Table 1. Clinical characteristics of the 5 cases of TTTS.
| Cases | Gestational age at amniocentesis, wk | Stage of TTTSa | Treatment | Gestational age at delivery, wk | Neonatal outcome | Birth weight, donor/recipient, g | Cord blood hemoglobin, donor/recipient, g/dL |
|---|---|---|---|---|---|---|---|
| 1 | 22-0/7 | IV | None | 22-3/7 | Both died | 360/610 | NA |
| 2 | 23-0/7 | IV | Septostomy and amnioreduction | 31-2/7 | Both survived | 1,380/1,540 | 17.8/21 |
| 3 | 26-0/7 | III | Amnioreduction | 26-0/7 | Both survived | 440/880 | 11.2/13.9 |
| 4 | 18-1/7 | III | Fetoscopic laser photocoagulation | 31-4/7 | Both survived | 1,230/1,840 | 14.4/17 |
| 5 | 35-5/7 | IV | None | 35-5/7 | Both survived | 2,720/2,770 | 2.8/25.5 |
TTTS = twin-to-twin transfusion syndrome, NA = not available.

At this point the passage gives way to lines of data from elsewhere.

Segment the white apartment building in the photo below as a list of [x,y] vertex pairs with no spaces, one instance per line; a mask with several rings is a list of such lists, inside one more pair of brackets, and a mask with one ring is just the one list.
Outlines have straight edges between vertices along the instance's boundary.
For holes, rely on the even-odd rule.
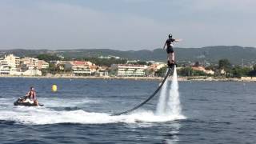
[[38,60],[38,69],[47,69],[49,67],[49,63],[44,60]]
[[20,67],[20,62],[21,59],[19,57],[16,57],[14,54],[9,54],[9,55],[5,55],[5,58],[8,63],[9,66],[15,68],[19,68]]
[[146,65],[131,65],[131,64],[113,64],[112,70],[117,70],[118,76],[145,76],[145,70],[148,66]]
[[0,58],[0,74],[19,75],[20,58],[14,54]]

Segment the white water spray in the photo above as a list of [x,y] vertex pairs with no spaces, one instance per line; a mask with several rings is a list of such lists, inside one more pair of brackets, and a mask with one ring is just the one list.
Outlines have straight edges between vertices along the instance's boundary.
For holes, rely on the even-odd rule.
[[158,103],[156,114],[158,115],[173,115],[180,116],[182,107],[179,100],[178,83],[176,66],[174,66],[174,74],[172,76],[172,82],[168,94],[168,81],[164,84],[161,93],[159,102]]
[[[167,74],[168,70],[166,70],[166,74]],[[161,92],[160,92],[160,97],[159,97],[159,102],[157,105],[157,110],[156,114],[158,115],[161,115],[164,114],[166,110],[166,96],[167,96],[167,86],[169,83],[169,79],[166,81],[166,82],[163,84]]]

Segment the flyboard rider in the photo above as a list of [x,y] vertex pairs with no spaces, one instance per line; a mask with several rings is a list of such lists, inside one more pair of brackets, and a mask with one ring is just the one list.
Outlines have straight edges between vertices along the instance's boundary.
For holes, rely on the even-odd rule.
[[174,39],[173,38],[173,35],[170,34],[168,35],[168,39],[166,40],[165,45],[163,46],[163,50],[165,50],[166,46],[167,46],[166,48],[166,52],[168,54],[167,64],[168,64],[168,66],[170,67],[175,64],[175,55],[174,55],[174,50],[173,47],[174,42],[180,42],[180,41],[182,41],[182,39]]

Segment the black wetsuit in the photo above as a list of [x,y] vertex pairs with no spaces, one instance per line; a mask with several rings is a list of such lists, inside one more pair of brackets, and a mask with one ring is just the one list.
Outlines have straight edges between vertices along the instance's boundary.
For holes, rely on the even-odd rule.
[[175,41],[175,39],[174,39],[174,38],[168,38],[168,39],[166,40],[166,45],[167,45],[167,49],[166,49],[167,54],[174,53],[174,52],[173,46],[170,45],[170,44],[173,43],[174,41]]

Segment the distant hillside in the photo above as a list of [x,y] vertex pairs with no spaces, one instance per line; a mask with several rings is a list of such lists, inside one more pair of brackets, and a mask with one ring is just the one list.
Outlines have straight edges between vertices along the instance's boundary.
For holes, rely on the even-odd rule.
[[[241,64],[243,59],[244,64],[256,63],[256,48],[242,46],[207,46],[202,48],[174,48],[176,58],[179,62],[204,62],[217,63],[221,58],[229,59],[232,64]],[[166,62],[166,54],[162,49],[154,50],[114,50],[109,49],[90,49],[90,50],[0,50],[0,55],[5,54],[14,54],[24,57],[35,57],[39,54],[55,54],[65,58],[85,58],[98,56],[118,56],[130,60],[139,59],[142,61],[154,60]]]

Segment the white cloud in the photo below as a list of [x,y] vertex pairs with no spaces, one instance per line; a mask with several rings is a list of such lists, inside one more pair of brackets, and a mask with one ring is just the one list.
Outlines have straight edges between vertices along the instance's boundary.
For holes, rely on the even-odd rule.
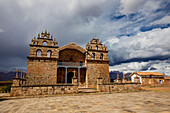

aStage of TTTS as classified by the Quintero staging system.
We initially performed a global TTTS AF biomarker discovery study using a label-free quantitative proteome profiling experiment in a set of pooled AF samples collected from donor and recipient twin fetuses. Of identified 569 proteins, 78 and 25 proteins (P value < 0.005) were upregulated in the donor and the recipient pooled AF samples, respectively (Table 2). The functional enrichment analysis for those 103 DEPs revealed that molecular functions involved in cell-to-cell signaling and interaction, carbohydrate metabolism, and cell death and survival were significantly enriched with 78 upregulated proteins in the donor group. On the other hand, the 25 upregulated proteins in the recipient group were mainly associated with developmental disorder, cellular compromise, and cardiovascular disease.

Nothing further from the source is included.